Monday, June 15, 2015

GoDaddy Allegedly Turned Down Job Applicant Because He Was An ‘Obese Christian’ (IMAGE)





A Christian software engineer from Queen Creek, Arizona, claims that he was discriminated against by GoDaddy, an Internet domain registrar based in Scottsdale.

Keith Connolly applied for a job with GoDaddy in April 2014, after he was recruited by the talent acquisition team. Despite some reservations about working for the company because of its “risqué advertisements," Connolly went through the application process.


It was going well, according to Connolly. He completed two telephone interviews and two Skype interviews, and was even summoned to the headquarters in Scottsdale.


“I didn’t mention my faith at all while I was interviewing,” Connolly told Fox News. “I didn’t have a ‘Jesus Saves’ shirt or giant cross. It was just a standard interview.”


Later, Connolly received a generic rejection email which had apparently been sent by the company’s recruiting team. That was the original email, but it came with a forwarded email as well.











“About Keith he's great for the job in skills but he looks worse for wear do we really want an obeese (sic) Christian? Is that what our new image requires of us,” the message in the forwarded email reads.

Connolly was left embarrassed and depressed, he said, and didn’t mention it to anyone until recently. He told his attorney Casey Yontz, and the two sought legal action, but the case was barred under discrimination law because it had passed the statute of limitations, which forbids prosecutors from charging somebody with a crime that was committed a specific number of years ago.

Yontz said that he asked GoDaddy to issue an apology.

“They said they weren't going to apologize and that was the end of it,” Yontz said. According to Yontz, GoDaddy's legal team implied that the email may have been hacked into or manufactured.

GoDaddy also denied the allegations to KTAR, saying they're without merit. 

“We believe the allegations are completely without merit and unequivocally deny them," GoDaddy spokesman Dan Race wrote in an email to Fox News.

“GoDaddy intends to vigorously defend itself against these false allegations, including pursuing legal action for fabricating this claim,” Race added.

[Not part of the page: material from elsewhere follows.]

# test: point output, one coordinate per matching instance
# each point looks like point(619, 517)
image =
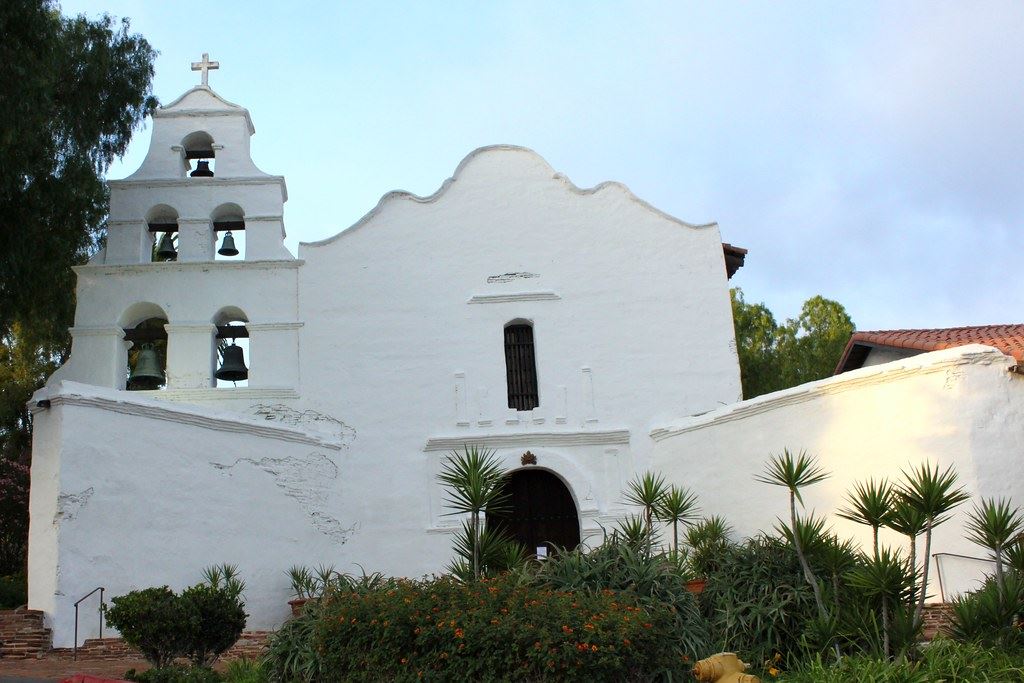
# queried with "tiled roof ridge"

In 2009, the U.S. Courts for the Ninth Circuit upheld a federal courts’ jury verdict that GoDaddy had retaliated unlawfully against an employee, who was fired for complaining about being discriminated against on the basis of his religion and national origin. They higher court also found GoDaddy violated federal record-keeping requirements after not saving employment applications that were relevant to the case.